À Polytech Nantes, les capitaines de soirées boivent des softs gratuitement toute la soirée et gagnent des "polypoints". "Pour développer les comportements civiques et citoyens, nous demandons à nos étudiants d'acquérir 10 polypoints dans l'année", détaille Antoine Gouillet, enseignant-chercheur à Polytech Nantes et chargé de mission pour la vie étudiante.

#5 axer sur le bien-être

Au lieu d'aborder le problème de l'alcool de manière frontale, certains établissements font le choix de le traiter via un dispositif plus large sur le bien-être. C'est le cas de Kedge, qui a lancé le Wellness sur ses trois campus de Bordeaux, Marseille et Toulon. Toute l'année, un réseau d'écoutants, une dizaine de collaborateurs volontaires par campus chapeautés par une psychologue, apporte son soutien aux étudiants qui en expriment le besoin.

Les thèmes abordés sont larges : surcharge de travail, baisse de motivation, difficultés financières ou d'organisation, sentiment d'isolement. "Dans ce cadre très personnalisé, la question de l'alcoolisation et de la fréquentation systématique des soirées peut être abordée, au cas par cas, détaille Martine Mordant, directrice générale adjointe. Avec ce dispositif nous leur faisons passer le message suivant : prenez soin de vous, nous sommes là pour vous, soyez épanouis et votre parcours scolaire sera d'autant plus riche."

À l'Iéseg, l'accompagnement se fait par les pairs et c'est un module de cours optionnel crédité de 2 points. Le dispositif, baptisé Manager in Vivo, porte sur développement de compétences managériales avec une partie consacrée aux addictions et à l'alcool. Chaque année, 60 étudiants de master prennent chacun en charge un groupe de 10 étudiants de première année, qu'ils suivent sur un semestre.

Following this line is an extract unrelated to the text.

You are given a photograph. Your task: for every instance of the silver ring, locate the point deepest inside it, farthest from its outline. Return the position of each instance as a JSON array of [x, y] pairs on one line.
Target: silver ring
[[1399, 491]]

La question de l'alcool est abordée lors d'un atelier autour d'une mallette pédagogique, le Kottabos. Le jeu, mis au point par l'ANPAA (Association nationale de prévention en alcoologie et addictologie) 59, propose neuf activités ludiques qui simulent des situations de prise d'alcool et les risques immédiats qui en découlent. Coût de la mallette : 3.800 euros.

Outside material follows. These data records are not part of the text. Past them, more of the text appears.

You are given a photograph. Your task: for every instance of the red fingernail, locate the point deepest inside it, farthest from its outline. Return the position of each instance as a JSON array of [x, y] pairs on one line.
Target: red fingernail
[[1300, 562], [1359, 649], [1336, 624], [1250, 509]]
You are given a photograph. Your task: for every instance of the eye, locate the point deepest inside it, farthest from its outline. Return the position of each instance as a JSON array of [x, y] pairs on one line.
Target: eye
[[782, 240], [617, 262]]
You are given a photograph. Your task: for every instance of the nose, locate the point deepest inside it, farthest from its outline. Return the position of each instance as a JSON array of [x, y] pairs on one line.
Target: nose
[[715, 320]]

"Il est très difficile de mesurer l'impact de cet atelier sur la consommation de nos étudiants, analyse Hassan El Asraoui, professeur associé d'économie, en charge de la vie étudiante à l'Iéseg. D'après les retours que nous avons, ils ont une approche différente de l'alcool. Plus tangiblement, depuis 2009, il y a moins de dégradations pendant les événements festifs, moins de problèmes signalés par le voisinage (le campus de Lille est en centre-ville) et un taux d'absentéisme très faibles les lendemains de soirée."